Using LIDAR systems help scientists and engineering professionals examine both artificial and natural environments with precision, accuracy, and flexibility. As the market for LIDAR is still in its nascent state and its technologies fragmented, there are only about 70 LIDAR companies worldwide, making it a hotbed of new technology.
For scanning a wide area, conventional LIDAR systems have to rely on electro-mechanical spinners to steer laser light beams. Not only does this method reduce the scan speed, but it also affects measurement accuracy. A Seattle-based, venture-backed startup, Lumotive, is now developing a new technology that will change the way LIDAR systems function.
According to Bill Colleran, co-founder, and CEO of Lumotive, they are developing a LIDAR system that can steer beams but has no moving parts. Rather, their patented technology uses the light-bending properties of metamaterials such as Liquid Crystal Metasurfaces or LCM to steer the laser beams. Bill calls the use of such metamaterials “pivotal technology.”

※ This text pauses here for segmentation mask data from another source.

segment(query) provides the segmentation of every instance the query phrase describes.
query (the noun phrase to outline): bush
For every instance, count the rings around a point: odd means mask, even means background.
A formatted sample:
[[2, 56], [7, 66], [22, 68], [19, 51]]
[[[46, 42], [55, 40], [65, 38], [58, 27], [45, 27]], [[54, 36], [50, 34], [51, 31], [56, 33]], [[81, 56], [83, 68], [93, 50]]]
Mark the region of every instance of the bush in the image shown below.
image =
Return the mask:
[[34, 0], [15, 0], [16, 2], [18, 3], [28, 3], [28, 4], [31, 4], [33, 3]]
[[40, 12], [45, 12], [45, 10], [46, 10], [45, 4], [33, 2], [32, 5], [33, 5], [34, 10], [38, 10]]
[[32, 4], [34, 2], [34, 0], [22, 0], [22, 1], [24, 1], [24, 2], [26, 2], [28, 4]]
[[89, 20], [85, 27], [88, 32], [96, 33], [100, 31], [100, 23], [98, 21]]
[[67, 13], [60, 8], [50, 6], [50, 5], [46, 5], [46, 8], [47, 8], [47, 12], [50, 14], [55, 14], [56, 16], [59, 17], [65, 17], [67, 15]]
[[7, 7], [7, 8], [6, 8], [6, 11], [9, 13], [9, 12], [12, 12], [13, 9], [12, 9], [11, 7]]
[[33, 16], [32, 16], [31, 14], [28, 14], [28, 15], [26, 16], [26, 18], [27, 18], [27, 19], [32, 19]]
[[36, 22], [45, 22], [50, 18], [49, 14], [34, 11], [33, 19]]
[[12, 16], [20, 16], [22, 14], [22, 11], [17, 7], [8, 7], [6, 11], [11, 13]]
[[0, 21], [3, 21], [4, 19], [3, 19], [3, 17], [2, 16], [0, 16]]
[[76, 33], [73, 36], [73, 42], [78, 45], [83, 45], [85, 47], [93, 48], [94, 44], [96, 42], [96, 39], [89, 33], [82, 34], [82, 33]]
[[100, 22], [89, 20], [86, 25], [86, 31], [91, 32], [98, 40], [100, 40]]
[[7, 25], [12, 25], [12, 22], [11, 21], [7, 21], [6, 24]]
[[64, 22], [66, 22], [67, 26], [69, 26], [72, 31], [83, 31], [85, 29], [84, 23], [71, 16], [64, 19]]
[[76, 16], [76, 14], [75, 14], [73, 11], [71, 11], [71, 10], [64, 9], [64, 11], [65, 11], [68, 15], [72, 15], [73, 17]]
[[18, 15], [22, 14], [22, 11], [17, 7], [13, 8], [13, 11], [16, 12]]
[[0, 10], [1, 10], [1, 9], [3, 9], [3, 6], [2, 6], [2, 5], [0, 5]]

However, Lumotive is not the only player in the field to offer LIDAR systems that do not rely on mechanical scanning. Other rivals have used optical phased arrays or MEMS mirrors to claim their LIDARs use a lower number or no mechanical components.
According to Bill, Lumotive LIDAR systems use LCM semiconductor chips. The main advantages of LCM are it offers a large optical aperture of about 25 x 25 mm, resulting in a longer range for the LIDAR, along with a 120-degree field of view. The high performance of the LCM comes from its fast-random-access beam steering capability.
When a laser beam shines onto the Lumotive’s liquid crystal metasurface chip, programmed electrical signals can direct the reflected light into any direction within its 120-degree field of view.
Metamaterials are mostly artificially structured materials that allow unprecedented control over their properties, specifically in new ways for controlling the flow of electromagnetic radiation including light. For instance, Kymeta has a flat-panel satellite antenna technology based on metamaterials.
Kymeta’s antenna can move electronically. It does not require the conventional phase shifters, amplifiers, and related components on its surface. This not only cuts down the cost, it also consumes far less power and does not require cooling devices. Compared to conventional antenna systems, Kymeta is able to increase the density of their flat-panel antenna elements dramatically, while controlling the phase and amplitude simply by activating or deactivating individual antenna elements. Lumotive have adapted the Kymeta antenna’s metamaterial architecture to their LIDAR system.